Karp jest to tradycyjna świąteczna polska potrawa. W obecnych czasach odchodzi się od tradycyjnych polskich potraw, gdyż według religii w wigilię już nie obowiązuje post. Ten wpis jest dla tych, którzy cenią sobie tradycyjne wartości. Przedstawione zostanie krok po kroku, jak przyrządzić karpia, poczynając od jego zakupu aż po podanie na talerzu.
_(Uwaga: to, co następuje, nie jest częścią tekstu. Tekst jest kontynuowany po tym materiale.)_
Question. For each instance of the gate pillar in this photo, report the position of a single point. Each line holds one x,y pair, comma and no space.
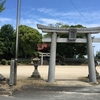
91,65
51,72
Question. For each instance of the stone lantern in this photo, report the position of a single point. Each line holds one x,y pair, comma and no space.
35,74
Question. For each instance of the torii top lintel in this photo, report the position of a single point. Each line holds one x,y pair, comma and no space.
92,30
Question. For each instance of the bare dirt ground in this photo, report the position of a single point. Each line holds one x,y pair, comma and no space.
64,75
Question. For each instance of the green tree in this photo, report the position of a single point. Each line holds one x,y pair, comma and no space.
28,40
7,40
2,2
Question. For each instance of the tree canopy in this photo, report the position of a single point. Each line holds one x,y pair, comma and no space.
28,40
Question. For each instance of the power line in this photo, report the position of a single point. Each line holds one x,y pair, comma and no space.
78,11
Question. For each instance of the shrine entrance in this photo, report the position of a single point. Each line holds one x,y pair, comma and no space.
72,39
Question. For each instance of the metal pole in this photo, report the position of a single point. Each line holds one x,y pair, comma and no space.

Gdy kupujemy karpia przed świętami, pojawia się wiele stoisk z świeżymi rybami. Warto spytać skąd pochodzi ta ryba, być może z Chin. Jakość mięsa ryby jest przede wszystkim zależna od paszy, jaką była karmiona. Chodzi nam przede wszystkim o krajowe hodowle. Jeżeli masz problem z zabiciem karpia, możesz poprosić o to sprzedawcę. Następnym krokiem jest dokładne umycie i pozbycie się wszystkich łusek. Kierunek skrobania to od ogona do głowy. Po całym procesie zachowaj parę łusek na szczęście! Przy patroszeniu, przecinamy jamę brzuszną w kierunku od głowy do ogona (miej na uwadze, by wbić ostrze na odpowiednia głębokość). Wszystkie wnętrzności usuwamy za pomocą ręki i trzeba być bardzo ostrożnym, jeżeli chodzi o pęcherzyk żółciowy (nie może on pęknąć, gdyż wtedy będzie trzeba obficie płukać rybę, by pozbyć się gorzkiego smaku).
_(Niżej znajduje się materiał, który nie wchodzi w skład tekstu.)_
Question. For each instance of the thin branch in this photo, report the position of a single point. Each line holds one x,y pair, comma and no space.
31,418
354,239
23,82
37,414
Jednego karpia można przeznaczyć do smażenia, to wtedy kroimy go w dzwonki i usuwamy wszystkie płetwy i głowę (gdy tak robisz, w momencie patroszenia nie musisz rozcinać brzucha, bo wnętrzności możesz wyciągnąć przez głowę), gdy będziemy go piec to można je zostawić. Jeżeli chcesz przyrządzić całego karpia, to podczas patroszenia usuń tylko skrzela i oczy. W przypadku, gdy ryba została wypatroszona np. dzień przed wigilią, w celu jej przechowywania można ją natrzeć cytryną, solą i obłożyć cebulą (nie popsuje się tak szybko a dodatkowo przejdzie smakiem).
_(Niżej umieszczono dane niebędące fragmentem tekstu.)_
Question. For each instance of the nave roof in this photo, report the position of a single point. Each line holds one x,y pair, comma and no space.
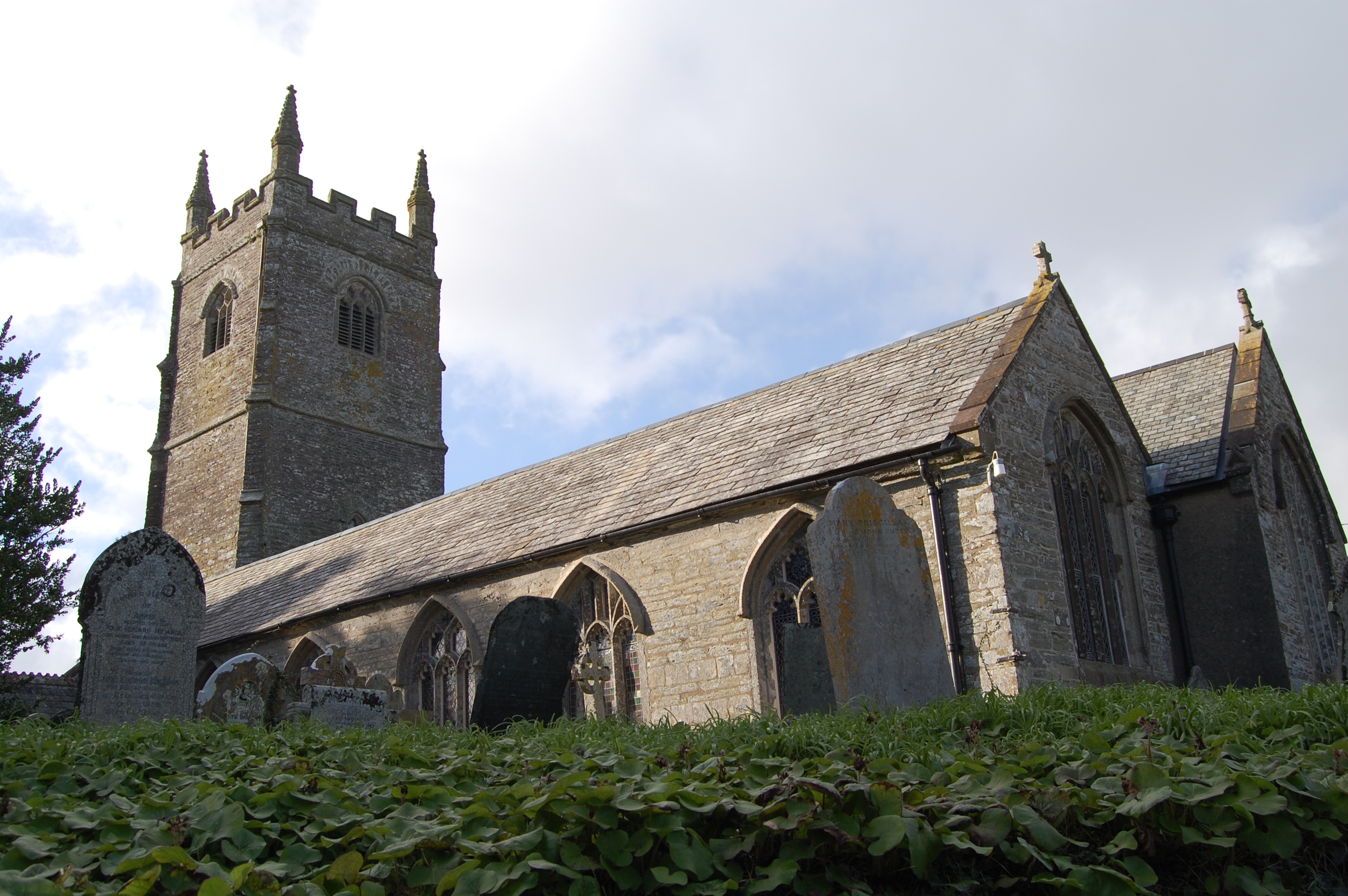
895,399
Po zabiciu, wypatroszeniu i podzieleniu karpia na części, zostawiamy go na kilka godzin posypanego solą, pieprzem i sokiem z cytryny. Następnie po upływie czasu zajmujemy się panierowaniem. Najpierw w mące, potem w jajku i na sam koniec w bułce tartej. Po wszystkich składnikach, otrzepujemy rybę z nadmiaru bułki i mąki. Karpia smażymy do rumianego koloru z obu stron. Można go krócej smażyć i wtedy przełożyć do naczynia żaroodpornego i dalej piec go w piekarniku przez około godzinę, wtedy ryba będzie bardziej delikatna.
Obtoczonego karpia w mące smażymy na rozgrzanym wcześniej maśle. Przekładamy całość do piekarnika w naczyniu żaroodpornym, dodajemy pokrojonej w piórka cebuli i zalewamy śmietaną. Przykrywamy i pieczemy w piekarniku około 25 minut w temp. od 180 do 200 stopni Celsjusza.